Taranto, quando il carcere diventa “opera d’arte”

6 Maggio 2017


A partire dall’8 maggio 2017, chiunque lo desideri potrà sperimentare l’inedita esperienza de L’altra città, un percorso interattivo curato da Achille Bonito Oliva che punta a “trasformare il carcere in un’opera d’arte“. A differenza di altri progetti, anche recenti, che hanno condotto l’arte negli spazi destinati alla reclusione per supportare i detenuti nel loro percorso di riabilitazione, in questo specifico caso si registra un’ulteriore finalità.

Avvalendosi del contributo del personale in servizio e in pensione (Anppe), di selezionati esperti e degli stessi carcerati, L’altra città intende infatti presentare l’esperienza detentiva nelle sue criticità e contraddizioni a quanti non la conoscono. I visitatori avranno la possibilità di misurarsi direttamente con la dimensione fisica dei luoghi destinati alla detenzione, attraversando un percorso plurisensoriale. Strutturato in più tappe, è stato messo a punto dal noto teorico e critico Bonito Oliva in sinergia con Giovanni Lamarca, comandante del reparto di polizia penitenziaria della locale casa circondariale.
La definizione dell’itinerario, nel corso del quale i fruitori saranno stimolati a “compiere un ideale e personale percorso che dalla percezione del castigo e dell’isolamento può portare al recupero e all’emancipazione“, è stato preceduto da un laboratorio sulla didattica dell’arte. Un gruppo di detenute, guidate dell’artista Giulio De Mitri e affiancate da alcuni agenti penitenziari, è stato direttamente coinvolto nel processo preparatorio.

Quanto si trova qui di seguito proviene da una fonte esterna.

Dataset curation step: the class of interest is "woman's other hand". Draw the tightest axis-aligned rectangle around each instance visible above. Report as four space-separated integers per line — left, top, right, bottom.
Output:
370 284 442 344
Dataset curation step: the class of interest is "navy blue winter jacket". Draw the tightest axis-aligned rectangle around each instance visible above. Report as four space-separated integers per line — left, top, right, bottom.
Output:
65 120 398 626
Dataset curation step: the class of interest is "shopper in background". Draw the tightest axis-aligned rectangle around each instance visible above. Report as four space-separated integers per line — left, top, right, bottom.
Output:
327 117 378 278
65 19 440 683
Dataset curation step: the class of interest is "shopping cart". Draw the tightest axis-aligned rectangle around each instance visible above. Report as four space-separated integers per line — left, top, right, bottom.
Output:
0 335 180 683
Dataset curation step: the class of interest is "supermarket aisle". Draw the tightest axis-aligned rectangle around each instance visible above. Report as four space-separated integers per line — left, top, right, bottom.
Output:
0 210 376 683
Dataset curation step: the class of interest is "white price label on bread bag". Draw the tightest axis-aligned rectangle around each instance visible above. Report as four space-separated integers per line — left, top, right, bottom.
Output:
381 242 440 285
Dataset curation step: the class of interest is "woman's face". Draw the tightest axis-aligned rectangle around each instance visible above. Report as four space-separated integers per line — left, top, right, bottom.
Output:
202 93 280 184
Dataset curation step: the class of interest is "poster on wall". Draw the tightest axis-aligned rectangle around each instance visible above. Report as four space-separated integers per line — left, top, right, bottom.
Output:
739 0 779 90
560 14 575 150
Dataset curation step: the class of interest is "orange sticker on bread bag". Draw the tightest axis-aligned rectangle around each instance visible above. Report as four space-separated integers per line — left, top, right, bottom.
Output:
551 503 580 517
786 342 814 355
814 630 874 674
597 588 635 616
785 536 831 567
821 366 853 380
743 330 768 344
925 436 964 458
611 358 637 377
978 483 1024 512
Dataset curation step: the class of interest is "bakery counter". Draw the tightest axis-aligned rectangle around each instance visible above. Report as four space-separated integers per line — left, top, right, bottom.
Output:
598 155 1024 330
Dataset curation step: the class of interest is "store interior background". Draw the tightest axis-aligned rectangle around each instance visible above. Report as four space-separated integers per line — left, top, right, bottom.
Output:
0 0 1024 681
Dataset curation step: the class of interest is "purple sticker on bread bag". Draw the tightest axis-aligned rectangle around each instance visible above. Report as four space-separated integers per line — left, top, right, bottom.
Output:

Come ha sottolineato Carmelo Cantone, Provveditore regionale dell’Amministrazione penitenziaria per la Puglia e la Basilicata, “L’altra città darà ai visitatori la possibilità di conoscere ciò che sono i luoghi della pena oggi in un paese di democrazia occidentale avanzata, con le contraddizioni di questi luoghi che sono le contraddizioni del nostro sistema penitenziario, per come è stato costruito, per le sue potenzialità, per le sue criticità, ma anche per come viene vissuto da chi vive e da chi lavora in carcere”.